Even with the wide availability of vaccines, college enrollment continued to decline throughout the second year of the COVID-19 pandemic, according to National Student Clearinghouse Research Center data.
“Our final look at fall 2021 enrollment shows undergraduates continuing to sit out in droves as colleges navigate yet another year of Covid-19,” said Doug Shapiro, executive director of the research center, in a news release.

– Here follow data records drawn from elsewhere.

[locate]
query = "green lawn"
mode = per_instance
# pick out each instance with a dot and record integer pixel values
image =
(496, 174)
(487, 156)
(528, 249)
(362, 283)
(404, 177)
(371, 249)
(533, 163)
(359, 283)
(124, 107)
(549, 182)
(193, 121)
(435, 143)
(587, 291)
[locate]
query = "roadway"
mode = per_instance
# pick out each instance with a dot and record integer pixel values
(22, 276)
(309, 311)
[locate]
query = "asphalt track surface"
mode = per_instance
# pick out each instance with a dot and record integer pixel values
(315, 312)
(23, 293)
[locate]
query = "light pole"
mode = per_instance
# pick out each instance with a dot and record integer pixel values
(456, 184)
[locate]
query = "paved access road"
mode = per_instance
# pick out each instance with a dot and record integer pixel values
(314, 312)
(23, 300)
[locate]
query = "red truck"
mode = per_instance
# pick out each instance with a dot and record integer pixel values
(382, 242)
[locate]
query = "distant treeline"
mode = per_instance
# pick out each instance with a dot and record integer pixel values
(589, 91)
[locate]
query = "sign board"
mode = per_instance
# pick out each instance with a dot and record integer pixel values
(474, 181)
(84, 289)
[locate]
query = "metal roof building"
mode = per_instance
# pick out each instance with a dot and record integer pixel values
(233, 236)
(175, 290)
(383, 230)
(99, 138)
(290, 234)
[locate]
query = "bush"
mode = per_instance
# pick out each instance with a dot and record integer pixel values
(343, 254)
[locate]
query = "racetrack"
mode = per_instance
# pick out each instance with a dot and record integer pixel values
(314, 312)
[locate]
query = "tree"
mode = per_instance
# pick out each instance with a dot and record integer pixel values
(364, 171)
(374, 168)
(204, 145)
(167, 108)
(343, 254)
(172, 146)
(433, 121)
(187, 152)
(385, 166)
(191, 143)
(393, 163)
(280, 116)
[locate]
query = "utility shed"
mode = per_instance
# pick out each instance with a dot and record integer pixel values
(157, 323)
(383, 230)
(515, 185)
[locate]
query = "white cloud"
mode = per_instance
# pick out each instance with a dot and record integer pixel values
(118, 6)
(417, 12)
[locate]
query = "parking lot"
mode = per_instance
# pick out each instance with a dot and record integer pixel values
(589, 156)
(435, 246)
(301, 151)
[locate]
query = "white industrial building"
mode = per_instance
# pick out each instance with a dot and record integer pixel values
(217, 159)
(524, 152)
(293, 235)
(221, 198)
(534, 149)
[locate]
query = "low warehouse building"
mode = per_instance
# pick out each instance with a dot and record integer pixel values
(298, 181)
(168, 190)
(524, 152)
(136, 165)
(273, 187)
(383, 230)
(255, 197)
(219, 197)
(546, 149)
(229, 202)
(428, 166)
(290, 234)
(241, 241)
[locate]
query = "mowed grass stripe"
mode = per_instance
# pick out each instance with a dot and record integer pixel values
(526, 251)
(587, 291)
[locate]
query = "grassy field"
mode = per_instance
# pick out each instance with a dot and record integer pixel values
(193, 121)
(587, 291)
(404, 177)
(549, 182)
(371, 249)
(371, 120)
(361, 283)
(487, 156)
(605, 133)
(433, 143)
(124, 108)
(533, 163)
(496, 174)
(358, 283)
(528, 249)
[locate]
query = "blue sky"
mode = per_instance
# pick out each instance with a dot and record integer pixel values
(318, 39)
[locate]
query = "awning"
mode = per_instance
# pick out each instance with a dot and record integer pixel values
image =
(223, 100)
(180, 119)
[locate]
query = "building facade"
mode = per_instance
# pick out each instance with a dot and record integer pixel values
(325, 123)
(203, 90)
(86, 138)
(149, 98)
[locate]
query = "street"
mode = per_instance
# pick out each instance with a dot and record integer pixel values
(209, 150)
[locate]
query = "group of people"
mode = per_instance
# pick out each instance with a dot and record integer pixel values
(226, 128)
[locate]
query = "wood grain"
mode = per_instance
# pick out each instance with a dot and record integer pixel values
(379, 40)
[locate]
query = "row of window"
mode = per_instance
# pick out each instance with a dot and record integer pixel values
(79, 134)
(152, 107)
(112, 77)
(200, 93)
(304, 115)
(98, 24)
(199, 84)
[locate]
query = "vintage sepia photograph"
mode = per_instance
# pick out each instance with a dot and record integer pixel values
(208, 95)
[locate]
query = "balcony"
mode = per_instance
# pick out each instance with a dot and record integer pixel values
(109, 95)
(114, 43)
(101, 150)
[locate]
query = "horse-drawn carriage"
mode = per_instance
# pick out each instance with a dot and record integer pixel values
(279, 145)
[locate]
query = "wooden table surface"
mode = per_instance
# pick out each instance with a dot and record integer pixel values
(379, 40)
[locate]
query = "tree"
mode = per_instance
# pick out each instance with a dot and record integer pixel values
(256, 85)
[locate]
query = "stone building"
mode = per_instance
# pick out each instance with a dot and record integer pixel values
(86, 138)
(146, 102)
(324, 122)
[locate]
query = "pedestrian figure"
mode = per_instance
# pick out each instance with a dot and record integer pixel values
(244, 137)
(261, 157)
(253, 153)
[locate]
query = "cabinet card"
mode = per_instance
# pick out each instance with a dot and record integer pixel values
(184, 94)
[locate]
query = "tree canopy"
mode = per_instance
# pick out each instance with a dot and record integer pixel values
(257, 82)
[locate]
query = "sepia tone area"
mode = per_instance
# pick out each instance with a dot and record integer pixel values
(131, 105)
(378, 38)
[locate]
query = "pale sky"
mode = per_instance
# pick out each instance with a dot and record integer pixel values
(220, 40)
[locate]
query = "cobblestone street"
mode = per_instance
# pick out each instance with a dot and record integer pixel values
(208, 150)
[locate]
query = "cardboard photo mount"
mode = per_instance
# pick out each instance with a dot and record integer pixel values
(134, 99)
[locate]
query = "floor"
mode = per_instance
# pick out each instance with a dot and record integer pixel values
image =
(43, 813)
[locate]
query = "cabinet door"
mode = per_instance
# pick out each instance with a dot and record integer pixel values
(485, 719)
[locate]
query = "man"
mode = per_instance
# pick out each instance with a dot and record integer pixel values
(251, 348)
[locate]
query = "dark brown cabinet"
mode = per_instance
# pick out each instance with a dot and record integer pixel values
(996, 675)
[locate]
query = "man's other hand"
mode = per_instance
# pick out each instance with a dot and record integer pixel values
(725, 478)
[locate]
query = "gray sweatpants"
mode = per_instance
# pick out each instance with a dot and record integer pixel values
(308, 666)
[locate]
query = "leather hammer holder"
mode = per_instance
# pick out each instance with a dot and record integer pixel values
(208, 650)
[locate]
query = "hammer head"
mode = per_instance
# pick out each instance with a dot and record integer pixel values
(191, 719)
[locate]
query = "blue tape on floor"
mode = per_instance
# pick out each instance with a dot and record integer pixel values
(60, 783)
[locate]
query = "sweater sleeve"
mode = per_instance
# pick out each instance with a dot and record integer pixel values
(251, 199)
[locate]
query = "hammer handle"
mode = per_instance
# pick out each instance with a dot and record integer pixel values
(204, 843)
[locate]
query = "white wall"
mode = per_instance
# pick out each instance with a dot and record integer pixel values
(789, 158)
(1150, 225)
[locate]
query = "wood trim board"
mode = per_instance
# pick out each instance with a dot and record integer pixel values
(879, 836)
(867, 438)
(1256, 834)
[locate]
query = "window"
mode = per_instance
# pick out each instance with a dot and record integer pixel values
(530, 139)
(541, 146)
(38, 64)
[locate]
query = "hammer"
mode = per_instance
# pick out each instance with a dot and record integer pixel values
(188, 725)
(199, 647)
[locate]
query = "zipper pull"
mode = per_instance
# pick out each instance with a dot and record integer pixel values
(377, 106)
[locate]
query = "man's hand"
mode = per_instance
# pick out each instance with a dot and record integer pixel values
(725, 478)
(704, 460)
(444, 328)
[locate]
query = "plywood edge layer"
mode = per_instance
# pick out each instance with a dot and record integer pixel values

The research center examines enrollment data from approximately 3,600 higher education institutions each year. Based on this data, the center found that from fall 2020 to fall 2021, total undergraduate enrollment dropped 3.1 percent. The overall enrollment decline since fall 2019 is 6.6 percent, or more than 1.2 million students.
The data also shows that although first-year enrollment increased by 0.4 percent from 2020, total first-year enrollment is still 9.2 percent lower than before the pandemic began in 2019.
Community colleges have fared even worse with a 13.2 percent decrease in enrollment since 2019, or more than 700,000 students. That data is particularly startling as it suggests that low-income students, who are more likely to enroll in community colleges, were forced to delay their education plans or drop out at a higher rate than other students.
“Without a dramatic re-engagement in their education, the potential loss to these students’ earnings and futures is significant, which will greatly impact the nation as a whole in years to come,” Shapiro said in the release.